While he characterized that action as somewhat unusual, he said it was the applicants’ prerogative. “Those kinds of things that happen on the private side, frankly, it's not my business. I don't know, and I don't need to know.”
Pezzullo said he had no reason to believe that it was any action of the city, or the mayor, that caused the applicants to step back. “At that point, I would say no, because we actually worked with the applicant,” he said. “They had worked with us, we had the package. We had actually worked very closely with the applicant on drafting that ordinance, so when it was decided to retract it, it was kind of a surprise to us. You know, businesses make business decisions, but it was kind of a surprise because we had been going kind of full steam ahead to get this forward.
Pezzullo made it clear that all of this was still early days for such a deal. “We had gotten through the first draft of that ordinance and comp plan amendments, as far as staff had looked at it. But then again, we were going to have the site visit and then the plan commission was going to have hearings and then the City Council will have hearings. So that's just one step in the process. We had only gotten into the early steps of the process.”
“We didn’t offer them any official denials,” Pezzullo said. “It was nothing like that. It hadn’t even started.”
He made it clear that while those particular plans had been retracted, there was nothing stopping the applicants from returning to the city to continue work at any time. “They withdrew without prejudice, meaning that there's nothing that would stop them from starting back up again and walking into the door and everything's fine again.”
Chief of Staff for the Mayor Anthony Moretti paints a rosier picture of the (potentially) ongoing negotiations between Churchill and Barns and Costco.
“What we've heard is that they are doing their best to negotiate a deal with Costco,” Moretti said. “And one of the things that we were recently told last week is that [Churchill and Barnes] is in the process of developing a proposal to seek a zoning modification for that parcel of land to accommodate a business site such as a Costco.”
Speaking to the Herald on February 2, Fenton-Fung said that her source for this information was the Cranston Herald. She referenced December 2023 Herald article “Opening GOP crossfire in ’24 race for mayor” in which Hopkins answered questions about a number of subjects, one of which was the Costco.
It reads “... And the prospect for a Costco, which [Hopkins] said is in a holding pattern right now. He added “I know Costco still wants Cranston.’”

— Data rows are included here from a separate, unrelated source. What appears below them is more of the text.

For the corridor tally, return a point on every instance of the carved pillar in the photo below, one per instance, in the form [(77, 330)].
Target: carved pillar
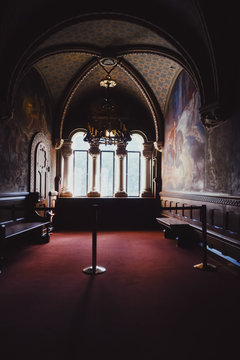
[(121, 154), (66, 153), (147, 153), (94, 152)]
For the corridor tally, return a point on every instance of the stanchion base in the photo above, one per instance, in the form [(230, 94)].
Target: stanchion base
[(89, 270), (206, 267)]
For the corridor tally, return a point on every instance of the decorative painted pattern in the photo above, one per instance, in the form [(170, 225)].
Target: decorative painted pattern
[(106, 32), (158, 71), (59, 69), (92, 80)]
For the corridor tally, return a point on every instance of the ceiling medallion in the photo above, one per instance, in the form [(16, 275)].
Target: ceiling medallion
[(108, 61)]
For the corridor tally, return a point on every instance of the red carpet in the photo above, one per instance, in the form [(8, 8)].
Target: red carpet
[(149, 304)]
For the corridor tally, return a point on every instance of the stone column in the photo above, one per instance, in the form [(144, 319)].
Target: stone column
[(147, 153), (66, 153), (94, 152), (121, 154)]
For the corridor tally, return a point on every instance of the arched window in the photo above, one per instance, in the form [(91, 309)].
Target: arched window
[(134, 165), (80, 164), (107, 170)]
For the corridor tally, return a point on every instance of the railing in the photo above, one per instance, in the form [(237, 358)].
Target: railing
[(204, 265)]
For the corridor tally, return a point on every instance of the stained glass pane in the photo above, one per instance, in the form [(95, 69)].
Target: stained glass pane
[(107, 173), (80, 173), (133, 173)]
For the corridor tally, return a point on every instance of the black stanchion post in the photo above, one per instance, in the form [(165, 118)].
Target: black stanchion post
[(204, 265), (94, 269)]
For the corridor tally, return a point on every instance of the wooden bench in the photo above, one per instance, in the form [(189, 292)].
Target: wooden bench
[(178, 229), (18, 216)]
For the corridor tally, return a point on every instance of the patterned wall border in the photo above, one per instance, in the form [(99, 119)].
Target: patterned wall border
[(221, 200)]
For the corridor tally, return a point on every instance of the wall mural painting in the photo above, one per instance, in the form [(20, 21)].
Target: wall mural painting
[(16, 133), (184, 144)]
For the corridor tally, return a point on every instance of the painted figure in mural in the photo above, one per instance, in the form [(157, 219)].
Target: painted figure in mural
[(184, 144)]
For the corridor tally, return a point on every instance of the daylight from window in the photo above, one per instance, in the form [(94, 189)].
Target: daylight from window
[(107, 167)]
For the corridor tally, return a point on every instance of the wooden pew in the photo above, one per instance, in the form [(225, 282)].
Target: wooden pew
[(18, 216)]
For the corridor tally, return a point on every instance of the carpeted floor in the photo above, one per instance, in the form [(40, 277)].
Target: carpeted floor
[(149, 304)]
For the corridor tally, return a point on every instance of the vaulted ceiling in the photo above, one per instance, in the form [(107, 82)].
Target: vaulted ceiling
[(76, 56), (70, 46)]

Fenton-Fung further said she asked a member of the city planning board to have it confirmed that an application was retracted, though she said she had been mistaken in thinking the application went in front of the city planning board, when it would have actually gone before the city zoning board.
“And it might come back again. That’s a great location for it. It wouldn’t be anywhere near the residents, it’s not going to be really compounding neighborhood traffic like in other places they’ve proposed it.”
John Mancini, an attorney who represents Costco in negotiations with Baccari said when reached by the Herald that “Costco doesn’t comment on pending negotiations for site locations.”
The Herald reached out to Richard P. Baccari through the real estate corporation Churchill & Banks, of which he is chairman, but he was unavailable for comment.